Era una de aquellas cosas, uno de los monstruos negros, avanzando hacia ella en la oscuridad, a menos de veinte metros. Se bamboleaba como si fuera a desmayarse de un momento a otro, arrastrando las enormes pinzas a ambos lados de su cuerpo.
Marianne abrió mucho los ojos. Quiso gritar, decir algo, pero no pudo hacer ni una cosa ni otra. Luego quiso correr, pero descubrió que sus piernas no le respondían. Estaba hipnotizada, superada por el terror, que la mantenía congelada en el sitio. Empezó a temblar de forma incontrolada.
—¡Marianne!
La química abrió mucho los ojos. La criatura la estaba llamando por su nombre, con una voz que parecía surgir de un pozo oscuro, preñada de una reverberación insoportable.
Imposible. Es imposible…
Tuvo la sensación de estar inmersa en algún tipo de pesadilla. La idea de que podía haberse quedado dormida mientras miraba la calidez de las fogatas pasó brevemente por su cabeza.
Inesperadamente, la criatura se detuvo y empezó a sacudirse como si estuviera aquejada de fiebres. Marianne consiguió dar un paso atrás, embargada por un repentino sentimiento de asco. Una vez vio una cabra muerta en el campo, tan hinchada y saturada de gusanos que el cadáver se sacudía de una forma similar. La imagen le vino casi inmediatamente a la cabeza.
Y entonces, la pinza izquierda se desprendió y cayó al suelo. PUM.
Marianne se quedó mirando el miembro amputado, tirado en el suelo como si fuera un objeto extraño, un adorno, parte del atrezo de alguna macabra puesta en escena.
PUM.
La otra pinza se desprendió también. Dos pasos atrás.
Mientras retrocedía, Marianne asistió con infinito horror a una escena atroz, tan descabellada como imposible, pero que sin embargo estaba ocurriendo delante de sus ojos: la criatura pareció estirarse hacia arriba, como si estuviese mutando en alguna forma nueva. Su torso se alargó, haciéndola crecer. En un momento dado, pareció crecer tanto que el torso empezó a inclinarse hacia un lado. Ella se sobrecogió, transportada a una tormenta de sensaciones. Una parte de su mente le decía que no era real, que no podía serlo, que eso no estaba pasando y que había pasado demasiadas horas al sol. Pero la otra reparaba en el aspecto mate de la coraza, la nube de polvo que había levantado la pinza al caer y hasta en un olor rancio en el aire que venía de su dirección.
Y finalmente, el torso se estremeció con una última sacudida final y cayó al suelo con un golpe sordo. Marianne pestañeó mientras intentaba comprender lo que estaba viendo.

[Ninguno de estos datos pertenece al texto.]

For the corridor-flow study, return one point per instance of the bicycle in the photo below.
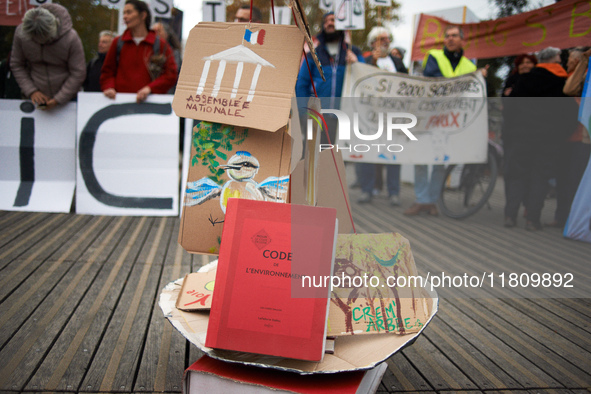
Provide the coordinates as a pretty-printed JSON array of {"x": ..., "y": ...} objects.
[{"x": 467, "y": 187}]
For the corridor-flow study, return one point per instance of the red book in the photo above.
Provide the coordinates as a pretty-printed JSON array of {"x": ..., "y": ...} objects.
[
  {"x": 259, "y": 303},
  {"x": 208, "y": 375}
]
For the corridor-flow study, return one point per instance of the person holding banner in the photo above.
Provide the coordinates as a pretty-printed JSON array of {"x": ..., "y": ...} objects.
[
  {"x": 138, "y": 61},
  {"x": 379, "y": 39},
  {"x": 447, "y": 62},
  {"x": 334, "y": 53},
  {"x": 535, "y": 131},
  {"x": 48, "y": 57}
]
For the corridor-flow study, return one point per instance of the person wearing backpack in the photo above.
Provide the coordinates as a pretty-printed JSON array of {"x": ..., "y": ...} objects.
[{"x": 138, "y": 61}]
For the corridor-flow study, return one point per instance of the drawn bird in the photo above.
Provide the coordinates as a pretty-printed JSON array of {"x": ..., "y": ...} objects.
[{"x": 241, "y": 169}]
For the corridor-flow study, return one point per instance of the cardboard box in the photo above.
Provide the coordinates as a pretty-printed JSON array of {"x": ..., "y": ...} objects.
[
  {"x": 390, "y": 299},
  {"x": 238, "y": 80},
  {"x": 230, "y": 161},
  {"x": 208, "y": 375},
  {"x": 352, "y": 352},
  {"x": 239, "y": 74}
]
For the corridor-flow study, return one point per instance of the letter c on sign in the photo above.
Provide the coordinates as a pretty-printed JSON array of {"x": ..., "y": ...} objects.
[{"x": 86, "y": 152}]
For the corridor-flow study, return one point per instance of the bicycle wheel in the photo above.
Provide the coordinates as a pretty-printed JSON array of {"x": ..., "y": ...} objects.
[{"x": 467, "y": 187}]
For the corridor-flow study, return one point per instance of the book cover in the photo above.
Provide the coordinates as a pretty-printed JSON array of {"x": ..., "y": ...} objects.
[
  {"x": 259, "y": 304},
  {"x": 208, "y": 375}
]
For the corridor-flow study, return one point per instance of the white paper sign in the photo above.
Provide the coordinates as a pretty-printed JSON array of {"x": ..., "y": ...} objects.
[
  {"x": 451, "y": 117},
  {"x": 127, "y": 156},
  {"x": 37, "y": 157},
  {"x": 380, "y": 3},
  {"x": 213, "y": 10},
  {"x": 349, "y": 14},
  {"x": 282, "y": 15},
  {"x": 113, "y": 3},
  {"x": 161, "y": 8},
  {"x": 326, "y": 5}
]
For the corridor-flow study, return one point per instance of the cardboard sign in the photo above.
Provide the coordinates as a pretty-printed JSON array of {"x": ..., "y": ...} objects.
[
  {"x": 239, "y": 74},
  {"x": 127, "y": 156},
  {"x": 349, "y": 14},
  {"x": 352, "y": 352},
  {"x": 213, "y": 11},
  {"x": 38, "y": 151},
  {"x": 282, "y": 15},
  {"x": 229, "y": 161},
  {"x": 197, "y": 291},
  {"x": 451, "y": 117},
  {"x": 384, "y": 303}
]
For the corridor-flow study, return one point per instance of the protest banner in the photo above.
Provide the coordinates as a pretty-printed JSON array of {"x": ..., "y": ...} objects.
[
  {"x": 38, "y": 151},
  {"x": 127, "y": 156},
  {"x": 451, "y": 118},
  {"x": 213, "y": 11},
  {"x": 564, "y": 24}
]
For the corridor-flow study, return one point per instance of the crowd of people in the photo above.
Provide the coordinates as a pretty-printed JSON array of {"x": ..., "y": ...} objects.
[
  {"x": 542, "y": 140},
  {"x": 48, "y": 64}
]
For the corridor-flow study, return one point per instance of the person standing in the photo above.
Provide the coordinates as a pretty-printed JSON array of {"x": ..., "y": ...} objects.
[
  {"x": 132, "y": 64},
  {"x": 379, "y": 39},
  {"x": 539, "y": 128},
  {"x": 47, "y": 56},
  {"x": 334, "y": 53},
  {"x": 92, "y": 83},
  {"x": 447, "y": 63}
]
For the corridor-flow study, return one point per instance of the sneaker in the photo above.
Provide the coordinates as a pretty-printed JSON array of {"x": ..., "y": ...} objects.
[
  {"x": 415, "y": 209},
  {"x": 364, "y": 199}
]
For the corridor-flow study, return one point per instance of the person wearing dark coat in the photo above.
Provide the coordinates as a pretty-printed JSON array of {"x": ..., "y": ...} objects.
[
  {"x": 536, "y": 124},
  {"x": 92, "y": 83},
  {"x": 369, "y": 175}
]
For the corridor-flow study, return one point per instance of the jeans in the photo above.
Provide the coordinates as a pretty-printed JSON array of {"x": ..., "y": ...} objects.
[
  {"x": 427, "y": 190},
  {"x": 366, "y": 176}
]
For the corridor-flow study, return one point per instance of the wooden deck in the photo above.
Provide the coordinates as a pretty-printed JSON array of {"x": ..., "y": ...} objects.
[{"x": 79, "y": 305}]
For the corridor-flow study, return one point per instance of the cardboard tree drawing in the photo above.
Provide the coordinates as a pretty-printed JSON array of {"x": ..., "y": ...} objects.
[
  {"x": 391, "y": 301},
  {"x": 238, "y": 81}
]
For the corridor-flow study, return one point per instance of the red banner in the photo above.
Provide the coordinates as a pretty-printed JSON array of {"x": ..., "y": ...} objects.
[
  {"x": 12, "y": 11},
  {"x": 565, "y": 24}
]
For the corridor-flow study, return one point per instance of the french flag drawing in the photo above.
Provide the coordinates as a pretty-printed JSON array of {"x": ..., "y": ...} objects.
[{"x": 254, "y": 38}]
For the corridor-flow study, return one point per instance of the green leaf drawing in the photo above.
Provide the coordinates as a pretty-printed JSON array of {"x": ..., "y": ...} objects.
[{"x": 210, "y": 140}]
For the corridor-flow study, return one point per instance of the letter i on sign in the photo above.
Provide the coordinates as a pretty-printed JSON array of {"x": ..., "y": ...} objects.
[{"x": 26, "y": 157}]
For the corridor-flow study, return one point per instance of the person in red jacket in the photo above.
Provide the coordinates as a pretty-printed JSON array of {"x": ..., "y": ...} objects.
[{"x": 133, "y": 67}]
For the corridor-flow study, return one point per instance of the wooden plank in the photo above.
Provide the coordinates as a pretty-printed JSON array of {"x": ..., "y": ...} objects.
[
  {"x": 513, "y": 320},
  {"x": 163, "y": 362},
  {"x": 483, "y": 371},
  {"x": 513, "y": 363},
  {"x": 402, "y": 375},
  {"x": 538, "y": 311},
  {"x": 24, "y": 243},
  {"x": 554, "y": 365},
  {"x": 13, "y": 226},
  {"x": 437, "y": 369},
  {"x": 114, "y": 367},
  {"x": 18, "y": 269},
  {"x": 67, "y": 362},
  {"x": 27, "y": 297}
]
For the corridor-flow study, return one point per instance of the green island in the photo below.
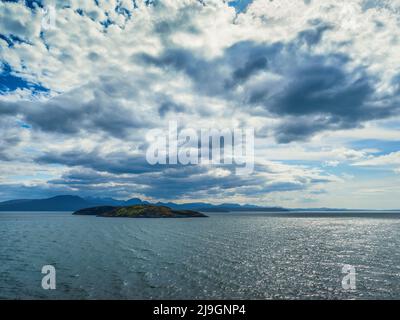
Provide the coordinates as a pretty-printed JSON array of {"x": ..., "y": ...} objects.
[{"x": 139, "y": 211}]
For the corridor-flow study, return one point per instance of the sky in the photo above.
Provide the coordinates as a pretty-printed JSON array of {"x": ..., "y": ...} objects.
[{"x": 318, "y": 81}]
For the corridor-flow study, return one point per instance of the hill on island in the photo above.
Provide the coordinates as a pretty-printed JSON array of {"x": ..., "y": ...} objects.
[
  {"x": 73, "y": 203},
  {"x": 139, "y": 211}
]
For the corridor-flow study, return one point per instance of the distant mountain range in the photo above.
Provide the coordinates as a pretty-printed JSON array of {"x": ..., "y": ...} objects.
[{"x": 73, "y": 203}]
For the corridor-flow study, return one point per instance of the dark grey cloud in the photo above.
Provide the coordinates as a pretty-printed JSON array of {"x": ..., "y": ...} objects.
[
  {"x": 323, "y": 91},
  {"x": 75, "y": 112}
]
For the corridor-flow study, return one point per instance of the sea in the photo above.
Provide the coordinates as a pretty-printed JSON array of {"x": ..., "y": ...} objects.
[{"x": 246, "y": 255}]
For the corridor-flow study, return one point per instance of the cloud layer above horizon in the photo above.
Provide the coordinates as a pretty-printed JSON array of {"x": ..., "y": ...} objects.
[{"x": 318, "y": 81}]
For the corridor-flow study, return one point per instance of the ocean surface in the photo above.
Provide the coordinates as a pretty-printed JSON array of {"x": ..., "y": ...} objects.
[{"x": 232, "y": 256}]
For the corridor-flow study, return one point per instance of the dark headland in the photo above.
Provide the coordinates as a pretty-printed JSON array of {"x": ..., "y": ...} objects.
[{"x": 139, "y": 211}]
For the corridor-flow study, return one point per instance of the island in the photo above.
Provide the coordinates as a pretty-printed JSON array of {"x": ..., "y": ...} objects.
[{"x": 139, "y": 211}]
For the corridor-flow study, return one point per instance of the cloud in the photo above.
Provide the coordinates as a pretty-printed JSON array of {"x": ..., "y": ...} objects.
[{"x": 82, "y": 96}]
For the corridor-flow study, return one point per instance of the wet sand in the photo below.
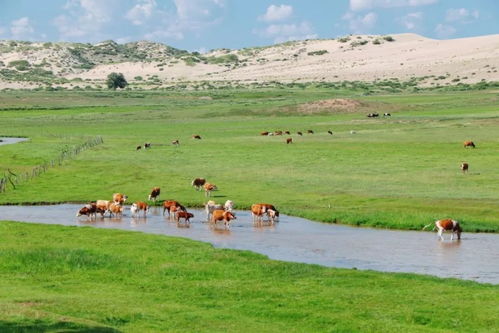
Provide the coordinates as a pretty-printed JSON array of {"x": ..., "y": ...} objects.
[{"x": 475, "y": 257}]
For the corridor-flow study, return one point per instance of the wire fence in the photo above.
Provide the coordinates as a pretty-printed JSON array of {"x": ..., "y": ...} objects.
[{"x": 12, "y": 180}]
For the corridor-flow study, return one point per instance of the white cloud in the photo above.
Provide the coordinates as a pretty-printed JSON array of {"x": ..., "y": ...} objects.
[
  {"x": 462, "y": 15},
  {"x": 360, "y": 24},
  {"x": 141, "y": 12},
  {"x": 357, "y": 5},
  {"x": 277, "y": 13},
  {"x": 411, "y": 21},
  {"x": 21, "y": 28},
  {"x": 444, "y": 31},
  {"x": 285, "y": 32}
]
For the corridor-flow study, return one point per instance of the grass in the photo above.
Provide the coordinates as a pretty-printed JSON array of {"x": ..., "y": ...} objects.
[
  {"x": 81, "y": 279},
  {"x": 401, "y": 172}
]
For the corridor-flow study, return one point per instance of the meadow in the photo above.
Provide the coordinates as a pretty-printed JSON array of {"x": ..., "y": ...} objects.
[
  {"x": 82, "y": 279},
  {"x": 396, "y": 172}
]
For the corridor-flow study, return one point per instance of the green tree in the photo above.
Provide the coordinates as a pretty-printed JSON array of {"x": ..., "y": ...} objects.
[{"x": 116, "y": 80}]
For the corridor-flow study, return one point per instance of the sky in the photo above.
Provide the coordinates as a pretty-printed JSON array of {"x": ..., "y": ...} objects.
[{"x": 201, "y": 25}]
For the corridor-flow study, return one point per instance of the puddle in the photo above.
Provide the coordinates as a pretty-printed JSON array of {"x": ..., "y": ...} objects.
[{"x": 475, "y": 257}]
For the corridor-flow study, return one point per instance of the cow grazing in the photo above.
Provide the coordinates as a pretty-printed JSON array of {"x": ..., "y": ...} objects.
[
  {"x": 464, "y": 167},
  {"x": 198, "y": 183},
  {"x": 468, "y": 144},
  {"x": 115, "y": 209},
  {"x": 208, "y": 188},
  {"x": 210, "y": 207},
  {"x": 137, "y": 207},
  {"x": 183, "y": 215},
  {"x": 154, "y": 194},
  {"x": 229, "y": 205},
  {"x": 119, "y": 198},
  {"x": 222, "y": 215}
]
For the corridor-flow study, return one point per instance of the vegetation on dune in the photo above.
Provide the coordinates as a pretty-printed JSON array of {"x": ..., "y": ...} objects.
[
  {"x": 86, "y": 279},
  {"x": 399, "y": 172}
]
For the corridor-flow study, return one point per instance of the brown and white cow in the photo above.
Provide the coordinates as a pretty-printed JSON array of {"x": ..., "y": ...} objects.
[
  {"x": 208, "y": 188},
  {"x": 198, "y": 183},
  {"x": 222, "y": 215},
  {"x": 156, "y": 191},
  {"x": 468, "y": 144},
  {"x": 139, "y": 206}
]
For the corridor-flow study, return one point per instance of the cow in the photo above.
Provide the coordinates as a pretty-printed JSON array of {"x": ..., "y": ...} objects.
[
  {"x": 119, "y": 198},
  {"x": 115, "y": 209},
  {"x": 154, "y": 194},
  {"x": 468, "y": 144},
  {"x": 183, "y": 215},
  {"x": 210, "y": 207},
  {"x": 168, "y": 204},
  {"x": 447, "y": 225},
  {"x": 139, "y": 206},
  {"x": 464, "y": 167},
  {"x": 229, "y": 205},
  {"x": 208, "y": 188},
  {"x": 198, "y": 183},
  {"x": 222, "y": 215}
]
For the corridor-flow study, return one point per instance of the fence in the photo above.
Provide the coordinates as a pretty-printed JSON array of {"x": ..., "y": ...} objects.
[{"x": 12, "y": 179}]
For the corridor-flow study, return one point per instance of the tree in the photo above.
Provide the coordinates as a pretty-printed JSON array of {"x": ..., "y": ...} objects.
[{"x": 116, "y": 80}]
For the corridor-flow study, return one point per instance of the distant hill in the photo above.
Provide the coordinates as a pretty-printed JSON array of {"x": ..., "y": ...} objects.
[{"x": 353, "y": 58}]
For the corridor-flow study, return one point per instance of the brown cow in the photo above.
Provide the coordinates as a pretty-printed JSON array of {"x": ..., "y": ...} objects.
[
  {"x": 139, "y": 206},
  {"x": 222, "y": 215},
  {"x": 208, "y": 188},
  {"x": 198, "y": 183},
  {"x": 468, "y": 144},
  {"x": 464, "y": 167},
  {"x": 156, "y": 191}
]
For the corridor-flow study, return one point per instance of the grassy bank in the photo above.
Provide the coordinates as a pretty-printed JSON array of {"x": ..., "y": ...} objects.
[
  {"x": 85, "y": 279},
  {"x": 398, "y": 172}
]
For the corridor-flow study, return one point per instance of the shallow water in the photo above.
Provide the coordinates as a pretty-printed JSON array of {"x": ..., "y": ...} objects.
[
  {"x": 8, "y": 141},
  {"x": 475, "y": 257}
]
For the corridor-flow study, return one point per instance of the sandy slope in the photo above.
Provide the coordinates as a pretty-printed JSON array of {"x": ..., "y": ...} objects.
[{"x": 469, "y": 60}]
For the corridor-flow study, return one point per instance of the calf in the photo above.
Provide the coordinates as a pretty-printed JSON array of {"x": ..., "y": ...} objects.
[
  {"x": 468, "y": 144},
  {"x": 208, "y": 188},
  {"x": 464, "y": 167},
  {"x": 198, "y": 183},
  {"x": 139, "y": 206},
  {"x": 222, "y": 215},
  {"x": 154, "y": 194}
]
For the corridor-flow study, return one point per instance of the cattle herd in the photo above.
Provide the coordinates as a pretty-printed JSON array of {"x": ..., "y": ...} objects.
[{"x": 176, "y": 211}]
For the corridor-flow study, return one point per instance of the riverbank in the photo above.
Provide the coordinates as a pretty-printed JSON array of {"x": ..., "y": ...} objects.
[{"x": 65, "y": 277}]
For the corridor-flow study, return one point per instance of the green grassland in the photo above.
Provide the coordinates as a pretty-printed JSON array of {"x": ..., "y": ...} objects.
[
  {"x": 81, "y": 279},
  {"x": 399, "y": 172}
]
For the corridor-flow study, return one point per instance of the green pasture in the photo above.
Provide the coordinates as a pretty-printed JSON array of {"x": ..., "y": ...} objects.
[
  {"x": 81, "y": 279},
  {"x": 398, "y": 172}
]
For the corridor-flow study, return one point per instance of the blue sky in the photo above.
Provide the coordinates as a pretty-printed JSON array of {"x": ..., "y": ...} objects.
[{"x": 208, "y": 24}]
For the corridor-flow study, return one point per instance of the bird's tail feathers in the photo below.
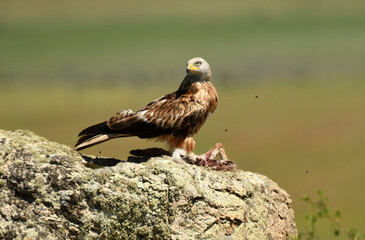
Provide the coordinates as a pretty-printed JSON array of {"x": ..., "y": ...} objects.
[
  {"x": 91, "y": 140},
  {"x": 96, "y": 134}
]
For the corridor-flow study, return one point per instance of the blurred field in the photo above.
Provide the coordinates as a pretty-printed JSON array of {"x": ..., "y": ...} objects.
[{"x": 64, "y": 66}]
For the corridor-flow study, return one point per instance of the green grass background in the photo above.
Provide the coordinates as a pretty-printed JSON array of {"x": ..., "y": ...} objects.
[{"x": 68, "y": 64}]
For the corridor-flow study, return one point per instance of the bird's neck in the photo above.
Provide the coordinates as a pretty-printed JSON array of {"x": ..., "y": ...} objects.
[{"x": 190, "y": 81}]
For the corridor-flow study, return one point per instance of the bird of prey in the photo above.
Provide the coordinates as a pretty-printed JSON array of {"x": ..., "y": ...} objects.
[{"x": 173, "y": 118}]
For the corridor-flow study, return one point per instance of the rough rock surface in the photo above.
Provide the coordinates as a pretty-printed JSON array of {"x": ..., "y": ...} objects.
[{"x": 49, "y": 191}]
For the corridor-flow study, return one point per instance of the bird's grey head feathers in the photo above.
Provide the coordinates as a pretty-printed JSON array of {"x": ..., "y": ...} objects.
[{"x": 197, "y": 66}]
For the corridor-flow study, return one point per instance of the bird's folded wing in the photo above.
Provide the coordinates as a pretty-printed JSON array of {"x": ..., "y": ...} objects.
[{"x": 162, "y": 116}]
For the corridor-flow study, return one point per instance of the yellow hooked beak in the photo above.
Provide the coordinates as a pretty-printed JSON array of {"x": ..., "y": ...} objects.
[{"x": 191, "y": 68}]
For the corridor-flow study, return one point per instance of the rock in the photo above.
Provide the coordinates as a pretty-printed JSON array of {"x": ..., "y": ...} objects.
[{"x": 49, "y": 191}]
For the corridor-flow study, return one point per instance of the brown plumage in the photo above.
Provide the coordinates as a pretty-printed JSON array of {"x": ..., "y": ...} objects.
[{"x": 173, "y": 118}]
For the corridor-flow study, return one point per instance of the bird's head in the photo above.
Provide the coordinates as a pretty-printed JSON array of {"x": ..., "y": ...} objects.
[{"x": 197, "y": 66}]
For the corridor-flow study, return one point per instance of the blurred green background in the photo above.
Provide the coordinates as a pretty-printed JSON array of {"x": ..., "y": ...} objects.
[{"x": 65, "y": 65}]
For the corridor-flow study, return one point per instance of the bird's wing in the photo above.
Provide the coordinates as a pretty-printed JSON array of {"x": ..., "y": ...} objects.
[{"x": 167, "y": 115}]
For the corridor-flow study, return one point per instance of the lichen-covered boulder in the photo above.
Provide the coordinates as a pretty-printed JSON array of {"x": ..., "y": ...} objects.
[{"x": 49, "y": 191}]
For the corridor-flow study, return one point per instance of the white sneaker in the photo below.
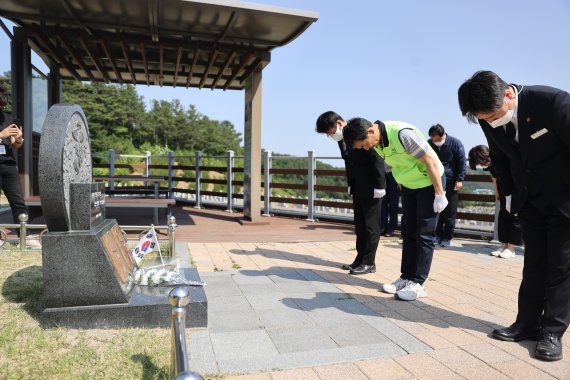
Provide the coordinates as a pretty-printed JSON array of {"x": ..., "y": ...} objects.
[
  {"x": 507, "y": 254},
  {"x": 411, "y": 292},
  {"x": 395, "y": 286},
  {"x": 497, "y": 252}
]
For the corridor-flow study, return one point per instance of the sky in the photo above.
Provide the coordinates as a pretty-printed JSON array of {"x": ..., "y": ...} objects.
[{"x": 389, "y": 60}]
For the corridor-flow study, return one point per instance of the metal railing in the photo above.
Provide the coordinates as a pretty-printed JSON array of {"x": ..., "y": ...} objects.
[
  {"x": 204, "y": 183},
  {"x": 179, "y": 298}
]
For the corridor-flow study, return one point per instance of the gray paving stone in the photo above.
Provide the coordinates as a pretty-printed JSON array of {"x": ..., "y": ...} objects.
[
  {"x": 310, "y": 358},
  {"x": 262, "y": 279},
  {"x": 200, "y": 352},
  {"x": 355, "y": 333},
  {"x": 284, "y": 318},
  {"x": 242, "y": 344},
  {"x": 230, "y": 304},
  {"x": 396, "y": 334},
  {"x": 248, "y": 288},
  {"x": 269, "y": 300},
  {"x": 295, "y": 339}
]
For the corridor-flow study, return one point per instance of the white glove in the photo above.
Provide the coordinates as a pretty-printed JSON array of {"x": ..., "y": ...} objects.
[
  {"x": 508, "y": 203},
  {"x": 440, "y": 203},
  {"x": 379, "y": 193}
]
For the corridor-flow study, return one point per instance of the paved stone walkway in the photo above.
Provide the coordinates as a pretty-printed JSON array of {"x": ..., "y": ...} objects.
[{"x": 286, "y": 311}]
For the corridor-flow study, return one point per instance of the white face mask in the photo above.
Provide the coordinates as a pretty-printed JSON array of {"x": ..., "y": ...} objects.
[
  {"x": 440, "y": 142},
  {"x": 507, "y": 117},
  {"x": 337, "y": 135}
]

No había mutado. El torso se había caído, como las pinzas, como…
Como una camiseta.
Lo que quedaba allí de pie, en mitad de la noche, era un hombre.
—Marianne… —repitió.
Esta vez, la química reconoció la voz, y con esa comprensión, las lágrimas brotaron finalmente de sus ojos, calientes y abundantes.
—¿T-Tad?… ¿Tad?
Thadeus extendió los brazos, como si la invitara a darle un abrazo, y ella descubrió que podía por fin liberar sus piernas. Empezó a andar, muy lentamente al principio, pero los últimos metros los superó corriendo, hasta que los dos compañeros se fundieron como si fuesen un solo cuerpo.